In a somber, gray yet mercifully dry stretch at the nearly deserted Trent Bridge, Somerset endured another heartbreak as they lost the One-Day Cup final, adding to their season of agonizing near-misses and infuriating close calls. Glamorgan claimed the trophy for the second time in four years, as a delayed, shortened final was somehow squeezed between the downpours. Over nine days, Somerset has now lost in the final of the T20 Blast, seen their pursuit of the County Championship title halted by defeat at Lancashire, and now been beaten in the One-Day Cup – a fate they might have avoided if the game had lasted just five more minutes, by which time the rain had returned.

Their target of 187 seemed achievable only when Sean Dickson, Archie Vaughan, and the occasional stroke of good fortune accelerated their chase in the closing stages. However, when Dickson fell with 15 balls remaining, his team still needed 32 runs; they managed barely half of them and lost by 15 runs. A miserably damp Sunday pushed the game into its reserve day. With the coachloads of fans who endured hours of relentless rainfall on the weekend having returned home, and a forecast that was even more dismal, only a handful of supporters were present when an extraordinary early-morning effort from the ground staff allowed play to start on schedule, with the game reduced to the minimum permissible 20 overs per side.

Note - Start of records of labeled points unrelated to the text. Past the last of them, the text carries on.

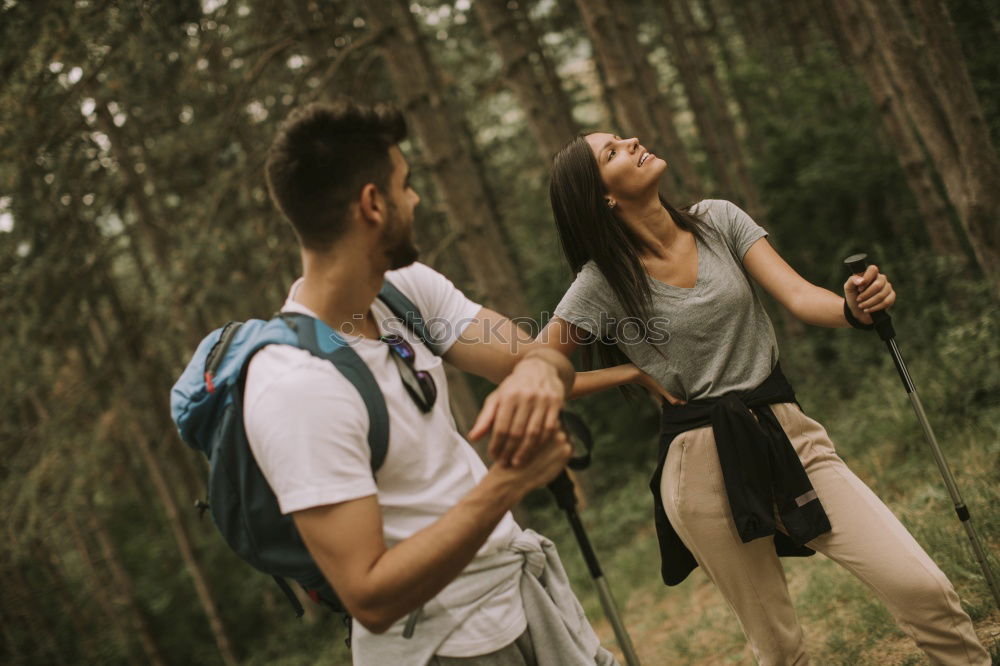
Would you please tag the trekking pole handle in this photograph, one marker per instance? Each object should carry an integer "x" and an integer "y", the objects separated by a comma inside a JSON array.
[{"x": 857, "y": 263}]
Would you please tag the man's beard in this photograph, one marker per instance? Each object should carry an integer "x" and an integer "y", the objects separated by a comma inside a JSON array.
[{"x": 400, "y": 249}]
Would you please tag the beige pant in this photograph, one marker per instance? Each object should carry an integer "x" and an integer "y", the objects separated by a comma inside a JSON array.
[{"x": 866, "y": 539}]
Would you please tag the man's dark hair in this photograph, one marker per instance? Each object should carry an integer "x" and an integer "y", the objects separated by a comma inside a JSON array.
[{"x": 323, "y": 155}]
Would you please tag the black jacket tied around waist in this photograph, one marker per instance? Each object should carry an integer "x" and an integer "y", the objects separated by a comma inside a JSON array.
[{"x": 760, "y": 469}]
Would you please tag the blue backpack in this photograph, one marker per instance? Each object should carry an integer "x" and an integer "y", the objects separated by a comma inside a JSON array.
[{"x": 207, "y": 406}]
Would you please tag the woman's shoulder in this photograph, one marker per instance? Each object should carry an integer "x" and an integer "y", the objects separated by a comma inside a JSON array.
[{"x": 710, "y": 208}]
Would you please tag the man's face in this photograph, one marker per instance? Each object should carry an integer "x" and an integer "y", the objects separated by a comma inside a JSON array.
[{"x": 401, "y": 200}]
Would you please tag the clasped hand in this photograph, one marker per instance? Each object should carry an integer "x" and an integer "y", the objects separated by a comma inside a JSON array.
[{"x": 523, "y": 413}]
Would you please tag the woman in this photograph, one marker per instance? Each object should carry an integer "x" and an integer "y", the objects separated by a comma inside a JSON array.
[{"x": 743, "y": 474}]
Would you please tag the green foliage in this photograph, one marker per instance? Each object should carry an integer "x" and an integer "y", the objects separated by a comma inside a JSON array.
[{"x": 134, "y": 218}]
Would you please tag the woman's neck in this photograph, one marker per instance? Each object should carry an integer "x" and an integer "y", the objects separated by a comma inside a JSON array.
[{"x": 653, "y": 226}]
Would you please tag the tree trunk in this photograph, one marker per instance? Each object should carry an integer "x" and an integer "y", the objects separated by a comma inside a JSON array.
[
  {"x": 611, "y": 35},
  {"x": 133, "y": 346},
  {"x": 968, "y": 166},
  {"x": 186, "y": 547},
  {"x": 98, "y": 586},
  {"x": 739, "y": 90},
  {"x": 934, "y": 209},
  {"x": 125, "y": 589},
  {"x": 560, "y": 103},
  {"x": 449, "y": 157},
  {"x": 718, "y": 101},
  {"x": 706, "y": 121},
  {"x": 59, "y": 587},
  {"x": 44, "y": 638},
  {"x": 551, "y": 127},
  {"x": 977, "y": 154}
]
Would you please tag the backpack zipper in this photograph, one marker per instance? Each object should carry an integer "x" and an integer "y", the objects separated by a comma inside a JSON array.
[{"x": 218, "y": 353}]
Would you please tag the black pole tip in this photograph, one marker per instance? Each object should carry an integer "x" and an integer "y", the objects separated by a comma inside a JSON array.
[{"x": 857, "y": 263}]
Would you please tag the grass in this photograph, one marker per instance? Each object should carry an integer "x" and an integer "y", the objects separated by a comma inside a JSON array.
[{"x": 857, "y": 395}]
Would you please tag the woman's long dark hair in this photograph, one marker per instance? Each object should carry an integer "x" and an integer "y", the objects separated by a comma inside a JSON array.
[{"x": 589, "y": 229}]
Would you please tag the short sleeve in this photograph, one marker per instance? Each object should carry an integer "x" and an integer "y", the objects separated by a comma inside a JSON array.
[
  {"x": 589, "y": 302},
  {"x": 445, "y": 309},
  {"x": 740, "y": 229},
  {"x": 307, "y": 427}
]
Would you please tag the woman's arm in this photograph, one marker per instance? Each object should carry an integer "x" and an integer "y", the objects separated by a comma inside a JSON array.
[
  {"x": 564, "y": 337},
  {"x": 815, "y": 305}
]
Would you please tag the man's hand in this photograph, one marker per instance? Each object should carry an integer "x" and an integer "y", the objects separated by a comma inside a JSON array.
[
  {"x": 868, "y": 293},
  {"x": 524, "y": 410},
  {"x": 550, "y": 458}
]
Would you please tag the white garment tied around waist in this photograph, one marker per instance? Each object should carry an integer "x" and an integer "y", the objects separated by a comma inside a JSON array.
[{"x": 559, "y": 629}]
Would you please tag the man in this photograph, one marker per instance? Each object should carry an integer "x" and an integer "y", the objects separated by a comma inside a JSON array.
[{"x": 425, "y": 555}]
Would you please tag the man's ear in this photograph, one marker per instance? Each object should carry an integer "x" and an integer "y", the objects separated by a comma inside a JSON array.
[{"x": 371, "y": 204}]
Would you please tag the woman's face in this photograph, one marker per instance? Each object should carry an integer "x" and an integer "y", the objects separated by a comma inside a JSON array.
[{"x": 628, "y": 170}]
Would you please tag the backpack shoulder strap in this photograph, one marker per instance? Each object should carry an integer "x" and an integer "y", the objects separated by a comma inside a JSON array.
[
  {"x": 323, "y": 342},
  {"x": 405, "y": 309}
]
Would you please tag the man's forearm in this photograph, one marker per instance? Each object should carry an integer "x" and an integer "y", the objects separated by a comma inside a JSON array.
[
  {"x": 561, "y": 364},
  {"x": 595, "y": 381},
  {"x": 414, "y": 571}
]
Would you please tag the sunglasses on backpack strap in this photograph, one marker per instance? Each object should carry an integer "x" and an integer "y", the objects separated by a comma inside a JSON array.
[{"x": 419, "y": 383}]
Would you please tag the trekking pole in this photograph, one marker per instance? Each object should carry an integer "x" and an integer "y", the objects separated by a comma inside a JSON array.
[
  {"x": 857, "y": 264},
  {"x": 564, "y": 491}
]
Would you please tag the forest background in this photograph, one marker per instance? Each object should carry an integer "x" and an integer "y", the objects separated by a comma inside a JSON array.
[{"x": 134, "y": 218}]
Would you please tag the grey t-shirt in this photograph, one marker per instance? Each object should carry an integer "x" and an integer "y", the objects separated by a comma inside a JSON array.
[{"x": 701, "y": 342}]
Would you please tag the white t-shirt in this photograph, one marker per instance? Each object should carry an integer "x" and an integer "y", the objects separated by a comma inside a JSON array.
[{"x": 307, "y": 426}]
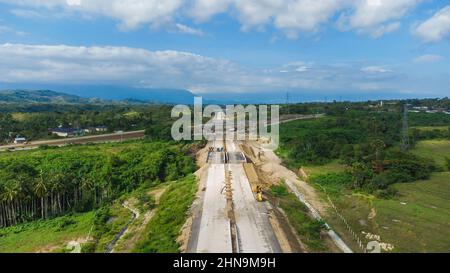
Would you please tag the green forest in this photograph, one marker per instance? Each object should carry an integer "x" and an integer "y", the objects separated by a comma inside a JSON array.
[
  {"x": 368, "y": 142},
  {"x": 49, "y": 182}
]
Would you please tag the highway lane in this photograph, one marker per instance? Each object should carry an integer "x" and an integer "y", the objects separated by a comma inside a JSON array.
[
  {"x": 77, "y": 140},
  {"x": 255, "y": 233},
  {"x": 214, "y": 231}
]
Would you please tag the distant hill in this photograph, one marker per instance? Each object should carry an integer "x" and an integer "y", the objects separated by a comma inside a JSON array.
[
  {"x": 39, "y": 96},
  {"x": 97, "y": 95}
]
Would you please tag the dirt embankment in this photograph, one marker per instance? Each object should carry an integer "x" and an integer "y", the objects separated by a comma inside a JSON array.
[
  {"x": 270, "y": 171},
  {"x": 195, "y": 210},
  {"x": 271, "y": 166}
]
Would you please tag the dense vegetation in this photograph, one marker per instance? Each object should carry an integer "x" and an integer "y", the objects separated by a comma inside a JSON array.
[
  {"x": 50, "y": 182},
  {"x": 367, "y": 141}
]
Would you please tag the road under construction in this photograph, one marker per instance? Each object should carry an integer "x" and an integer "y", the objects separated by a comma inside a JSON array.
[{"x": 231, "y": 219}]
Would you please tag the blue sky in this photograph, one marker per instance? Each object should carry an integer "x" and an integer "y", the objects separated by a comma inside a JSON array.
[{"x": 333, "y": 48}]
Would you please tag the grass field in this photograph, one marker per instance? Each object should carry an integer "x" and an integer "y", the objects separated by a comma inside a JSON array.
[
  {"x": 418, "y": 220},
  {"x": 161, "y": 233},
  {"x": 433, "y": 149},
  {"x": 331, "y": 167},
  {"x": 46, "y": 236},
  {"x": 430, "y": 128}
]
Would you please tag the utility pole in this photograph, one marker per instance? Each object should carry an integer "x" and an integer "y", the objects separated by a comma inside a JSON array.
[
  {"x": 287, "y": 103},
  {"x": 405, "y": 129}
]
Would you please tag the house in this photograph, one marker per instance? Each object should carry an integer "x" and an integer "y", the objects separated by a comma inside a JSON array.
[
  {"x": 20, "y": 140},
  {"x": 66, "y": 132},
  {"x": 101, "y": 128}
]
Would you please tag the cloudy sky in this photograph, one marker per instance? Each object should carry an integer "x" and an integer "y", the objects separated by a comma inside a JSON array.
[{"x": 333, "y": 47}]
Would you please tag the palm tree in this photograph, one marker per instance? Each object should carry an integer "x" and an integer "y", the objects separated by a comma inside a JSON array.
[{"x": 40, "y": 189}]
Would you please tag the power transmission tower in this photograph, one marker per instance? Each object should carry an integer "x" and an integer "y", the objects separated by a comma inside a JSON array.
[
  {"x": 405, "y": 129},
  {"x": 287, "y": 103}
]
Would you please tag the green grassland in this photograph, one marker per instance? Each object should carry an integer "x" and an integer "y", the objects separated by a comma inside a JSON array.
[
  {"x": 417, "y": 220},
  {"x": 332, "y": 167},
  {"x": 46, "y": 235},
  {"x": 430, "y": 128},
  {"x": 161, "y": 233},
  {"x": 436, "y": 150}
]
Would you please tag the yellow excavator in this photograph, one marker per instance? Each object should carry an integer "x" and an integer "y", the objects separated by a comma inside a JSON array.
[{"x": 259, "y": 196}]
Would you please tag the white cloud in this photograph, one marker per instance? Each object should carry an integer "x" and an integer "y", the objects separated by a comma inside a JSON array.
[
  {"x": 376, "y": 69},
  {"x": 7, "y": 29},
  {"x": 376, "y": 17},
  {"x": 428, "y": 58},
  {"x": 188, "y": 30},
  {"x": 130, "y": 13},
  {"x": 436, "y": 28},
  {"x": 62, "y": 64},
  {"x": 385, "y": 29}
]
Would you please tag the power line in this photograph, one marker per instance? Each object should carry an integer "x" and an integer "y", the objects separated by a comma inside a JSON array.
[{"x": 405, "y": 129}]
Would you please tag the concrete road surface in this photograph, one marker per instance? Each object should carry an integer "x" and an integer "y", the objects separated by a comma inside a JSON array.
[
  {"x": 255, "y": 233},
  {"x": 212, "y": 229},
  {"x": 214, "y": 235}
]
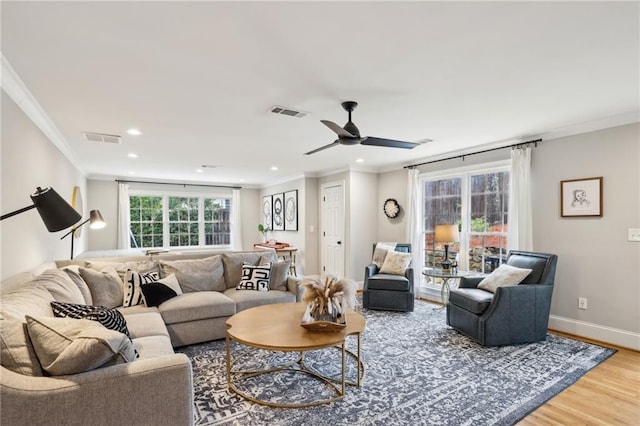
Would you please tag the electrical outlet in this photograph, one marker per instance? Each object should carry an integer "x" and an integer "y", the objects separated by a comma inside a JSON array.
[
  {"x": 633, "y": 234},
  {"x": 582, "y": 303}
]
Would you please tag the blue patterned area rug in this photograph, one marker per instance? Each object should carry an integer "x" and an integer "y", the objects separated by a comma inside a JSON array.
[{"x": 419, "y": 371}]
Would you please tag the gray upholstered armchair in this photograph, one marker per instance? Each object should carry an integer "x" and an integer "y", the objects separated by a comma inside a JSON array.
[
  {"x": 517, "y": 314},
  {"x": 386, "y": 291}
]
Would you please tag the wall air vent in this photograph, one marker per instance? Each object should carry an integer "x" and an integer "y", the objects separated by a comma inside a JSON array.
[
  {"x": 288, "y": 111},
  {"x": 101, "y": 137}
]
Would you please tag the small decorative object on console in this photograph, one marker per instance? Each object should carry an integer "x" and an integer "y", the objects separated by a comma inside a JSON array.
[
  {"x": 327, "y": 303},
  {"x": 391, "y": 208}
]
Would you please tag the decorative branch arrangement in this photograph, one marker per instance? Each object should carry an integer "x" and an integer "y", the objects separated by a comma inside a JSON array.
[{"x": 328, "y": 300}]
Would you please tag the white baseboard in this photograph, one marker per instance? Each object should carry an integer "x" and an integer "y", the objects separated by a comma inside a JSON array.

After losing the toss and then two wickets in two balls with the score still in single figures, Glamorgan gradually recovered and then accelerated rapidly. When Colin Ingram, their top scorer in the competition heading into the final, was dismissed for a run-a-ball 11 midway through the ninth over, their score stood at 65 for four, and reasons for optimism were as hard to find as sunshine. They limped to the halfway point of their innings without further loss, scoring a sober 71.

The trajectory of the innings changed with Billy Root’s partnership with Sam Northeast, who together added 78 off 50 balls. More than a third of those runs came off a single Kasey Aldridge over that went for 29, ending with a beamer that Northeast managed to pull for four while falling, and a subsequent free hit that was heaved down the ground for the over’s third six. Though Root fell soon afterwards, and the potentially destructive Dan Douthwaite followed three balls later in calamitous fashion, run out off a no-ball, Glamorgan’s innings was turbocharged to a daunting total once Timm van der Gugten joined Northeast in the middle. The Dutchman hit five of his nine deliveries to the boundary, once clearing it, to end with 26, while Northeast’s 49-ball 63 earned him the player of the match award.

Somerset may regret their decision not to bowl any spin, despite having two spinners in their side, and more than anything their inaccuracy with the ball: they gave away 15 extras, including nine wides, and received just three in return. Their innings started slowly, unlike their rivals, who never truly caught fire: it took them 15 balls to find a first boundary, and after five overs they were 23 for one, where their opponents had been 42 for two. Despite worsening conditions – a swirling white ball and a grey, misty sky are an unhelpful combination, as Kiran Carlson demonstrated in somehow dropping Ben Green in the 18th over – and rising tension – as Andy Gorvin demonstrated in somehow failing to run Green out moments later – the rain held off, and Glamorgan clung on.